"The person who is without a country is usually without a home too, the person without a home becomes restless and a stranger in a hostile world. To a large extent, overpopulation engenders a mass of surplus people who have to emigrate if they want to survive. Millions in the countries of the Third World have become migrants without either country or home. In the societies of the industrial West, the problem of homelessness is not a housing problem, or a matter of an 'overloaded boat.' This is an anti-social policy of pushing people out. There are 500,000 homeless people on the streets in Germany, and millions of empty houses and apartments where these people could live, but which they cannot afford. In the reports of an Open-Door community in Atlanta, Georgia, I read that (1) Housing precedes life, housing precedes employment, housing is a human right. (2) But keeping countless people homeless means that a cheap labour pool of disposable people is always available, because these people have no country, family, or other ties. . . .

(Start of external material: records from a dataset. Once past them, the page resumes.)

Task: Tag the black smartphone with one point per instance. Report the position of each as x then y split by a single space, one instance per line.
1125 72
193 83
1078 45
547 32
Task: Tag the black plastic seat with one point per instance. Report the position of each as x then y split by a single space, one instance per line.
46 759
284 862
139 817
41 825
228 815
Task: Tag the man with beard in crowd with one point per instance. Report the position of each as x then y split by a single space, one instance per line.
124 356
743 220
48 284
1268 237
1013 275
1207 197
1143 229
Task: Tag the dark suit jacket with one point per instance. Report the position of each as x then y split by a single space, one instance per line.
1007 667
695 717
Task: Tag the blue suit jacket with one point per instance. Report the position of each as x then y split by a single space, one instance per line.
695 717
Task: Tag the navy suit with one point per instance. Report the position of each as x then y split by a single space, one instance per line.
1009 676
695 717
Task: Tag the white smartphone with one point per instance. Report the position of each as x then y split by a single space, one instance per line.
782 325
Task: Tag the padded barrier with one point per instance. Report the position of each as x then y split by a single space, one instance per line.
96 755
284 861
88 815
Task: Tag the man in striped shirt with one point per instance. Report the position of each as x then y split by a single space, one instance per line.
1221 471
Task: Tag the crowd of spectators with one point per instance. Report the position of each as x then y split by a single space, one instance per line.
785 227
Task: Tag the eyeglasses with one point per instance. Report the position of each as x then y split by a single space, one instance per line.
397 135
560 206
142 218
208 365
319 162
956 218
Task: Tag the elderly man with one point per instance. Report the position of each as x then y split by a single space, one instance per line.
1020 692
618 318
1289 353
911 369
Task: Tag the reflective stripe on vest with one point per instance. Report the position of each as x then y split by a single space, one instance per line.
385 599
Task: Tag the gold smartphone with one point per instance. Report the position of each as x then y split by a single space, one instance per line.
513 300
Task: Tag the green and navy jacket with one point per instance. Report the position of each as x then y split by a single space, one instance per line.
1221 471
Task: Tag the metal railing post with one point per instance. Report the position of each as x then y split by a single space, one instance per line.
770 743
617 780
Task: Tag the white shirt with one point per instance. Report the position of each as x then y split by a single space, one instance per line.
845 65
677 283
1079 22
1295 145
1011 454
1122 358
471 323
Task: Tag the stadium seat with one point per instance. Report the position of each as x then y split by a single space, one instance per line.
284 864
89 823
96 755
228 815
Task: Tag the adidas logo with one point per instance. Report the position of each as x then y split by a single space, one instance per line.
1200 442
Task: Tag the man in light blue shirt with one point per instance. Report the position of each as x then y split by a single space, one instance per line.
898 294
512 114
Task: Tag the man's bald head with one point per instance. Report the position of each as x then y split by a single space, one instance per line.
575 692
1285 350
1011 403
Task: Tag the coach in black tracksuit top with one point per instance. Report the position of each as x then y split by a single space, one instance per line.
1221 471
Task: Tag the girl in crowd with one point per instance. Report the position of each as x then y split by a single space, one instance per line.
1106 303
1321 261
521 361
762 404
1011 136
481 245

"Without space no human being can live. Are the homeless of the streets, and the locked-up spaces of prison cells and forced-labor camps humanity's bottom line? Doesn't this mean that God, the indwelling God of the Shekinah, and Jesus, the homeless Son of man, are being pushed out of our world at the same time as these 'surplus people'? Won't God himself then become utopian, in the literal sense of the word — without any place? The Christian community will then become 'a dwelling place of God in the Spirit' (Eph.2:22), and instead of the excluding spaces of the cold-shouldering society create inviting spaces for the Son of man, who is present in the hungry, the thirsty, strangers, the naked, the sick and the imprisoned (Matt. 25: 35f.) It will be a home country for the God who in this world is homeless."